In the early days, she'd use this phantom sensation to see if she could locate Draco, but feeling and using were two different things. It was always like trying to catch smoke.

The ache was sense memory, nothing more. A magic-induced scar on her soul from Fida Mia that still tingled every now and then. It was not a compass to direct her to him.

Fida Mia had been extinguished when life had fleetingly left her body.

There was no longer a bond between them and Hermione had long ago concluded, with some bitterness, that the absence of the spell had been all Draco needed to come to his former senses and leave.

Leave her. Abandon promises given under enchantment. Abandon his inheritance. He hadn't just walked out on her, he'd walked out on his life.

His account at Gringotts remained untouched. That had given her a morbid kind of hope at first. The more Hermione pondered this fact, the more she insisted that he had not left off his own volition.

Perhaps he had been coerced? Maybe there were other forces at work?

But then the postcards came in that first year he was missing, a sad reminder of the promise she had forced on him the day they had met by the Quidditch shed.

"I know you're off to do whatever you think you have to do, but a mailing address would be nice..."

He sighed.

"A weekly letter would be ideal..."

"Granger, I-"

"Hell, I'd settle for a postcard every month. I'm not fussy."

He had tried to tell her, hadn't he? She had felt quite the fool to know that wherever he was, he was there by choice. He had left her by choice. That had hurt a great deal, even though she often thought she understood why he had done it.

There were sudden spots of warmth on her bare thigh. She glanced down and noticed the splatter of tears in her lap where her dressing gown had parted.

Hermione brought her fingers to her face and was startled when they came away wet. No, she was not crying.

She would not cry. Not anymore. There was nothing to cry about, really. Two admittedly eventful weeks in her life when she was only eighteen were hardly worth getting upset over, all over again.

Being adamant counted for nothing, in the end. The tears fell anyway. She was older now and more seasoned, but she was still the same Hermione who got wistful over particularly pretty sunsets, ecstatic over the birth of the latest Weasley grandchild and accused of being a busy-body every time she inquired over the state of Harry and Ginny's ongoing, turbulent love affair.
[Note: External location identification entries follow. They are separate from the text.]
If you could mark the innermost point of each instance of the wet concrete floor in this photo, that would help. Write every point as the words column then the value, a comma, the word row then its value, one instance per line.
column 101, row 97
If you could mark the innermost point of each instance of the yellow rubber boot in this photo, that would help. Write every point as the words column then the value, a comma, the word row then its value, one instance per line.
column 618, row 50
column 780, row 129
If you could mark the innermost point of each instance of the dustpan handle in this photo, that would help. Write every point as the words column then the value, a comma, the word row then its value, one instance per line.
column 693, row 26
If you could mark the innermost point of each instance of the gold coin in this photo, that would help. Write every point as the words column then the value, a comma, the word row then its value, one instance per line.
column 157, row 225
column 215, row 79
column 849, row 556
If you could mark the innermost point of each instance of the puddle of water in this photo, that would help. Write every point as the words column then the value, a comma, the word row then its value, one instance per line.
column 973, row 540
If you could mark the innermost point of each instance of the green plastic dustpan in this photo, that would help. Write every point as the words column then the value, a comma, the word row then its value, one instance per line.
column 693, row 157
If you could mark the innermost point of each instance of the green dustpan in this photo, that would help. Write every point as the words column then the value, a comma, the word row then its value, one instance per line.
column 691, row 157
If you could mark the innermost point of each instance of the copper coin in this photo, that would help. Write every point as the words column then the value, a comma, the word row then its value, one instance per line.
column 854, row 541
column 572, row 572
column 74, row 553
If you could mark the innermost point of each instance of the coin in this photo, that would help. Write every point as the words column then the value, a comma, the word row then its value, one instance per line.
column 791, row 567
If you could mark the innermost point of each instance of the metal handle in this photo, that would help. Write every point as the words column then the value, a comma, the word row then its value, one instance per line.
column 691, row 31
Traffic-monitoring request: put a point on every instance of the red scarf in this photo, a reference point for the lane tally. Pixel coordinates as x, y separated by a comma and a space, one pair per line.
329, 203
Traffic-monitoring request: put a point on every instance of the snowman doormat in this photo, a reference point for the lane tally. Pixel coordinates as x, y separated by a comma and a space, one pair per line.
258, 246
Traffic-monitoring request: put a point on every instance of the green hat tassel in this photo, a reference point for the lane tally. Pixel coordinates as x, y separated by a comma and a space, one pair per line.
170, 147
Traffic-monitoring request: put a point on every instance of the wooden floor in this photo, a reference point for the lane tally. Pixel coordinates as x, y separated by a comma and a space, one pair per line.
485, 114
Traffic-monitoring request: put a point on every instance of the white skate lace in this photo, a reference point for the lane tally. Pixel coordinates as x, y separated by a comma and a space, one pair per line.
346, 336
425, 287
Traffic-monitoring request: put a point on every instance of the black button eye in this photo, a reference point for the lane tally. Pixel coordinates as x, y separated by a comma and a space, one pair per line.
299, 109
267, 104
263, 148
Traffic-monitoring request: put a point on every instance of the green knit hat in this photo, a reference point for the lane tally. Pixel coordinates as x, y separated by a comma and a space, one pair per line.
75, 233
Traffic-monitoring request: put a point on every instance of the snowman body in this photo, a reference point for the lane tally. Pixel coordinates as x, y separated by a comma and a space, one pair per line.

After thinking deeply for a minute, she walked to her closet and retrieved a small, hinged wooden box that was buried under shoes she hardly ever wore, suitcases and a pair of rollerblades her father had given her for her sixteenth birthday.

Her work with the Department of Mysteries was concerning the power of symbols. The research and its potential implications was very promising indeed.

Not to mention enlightening.

And so she knew what she had to do and really, she had given herself enough excuses to not do it.

There were several items inside the box. A walnut. A small monogrammed towel from the Cobblestone Inn. A receipt from the Sushi Hut on Euston Street. A note that was dog-eared and folded so many times over that it was all lines and creases. A t-shirt with a peeling rainbow and a thoughtful-looking frog sitting beneath it.

The fire in the living room was still lit, in anticipation for Hermione's Floo trip to work. She walked up to it and tossed the entire box plus contents into the flames.

After that, she set about getting dressed and packing her lunch for the day.

There was a lot to be said about routine and the comforts to be derived from it.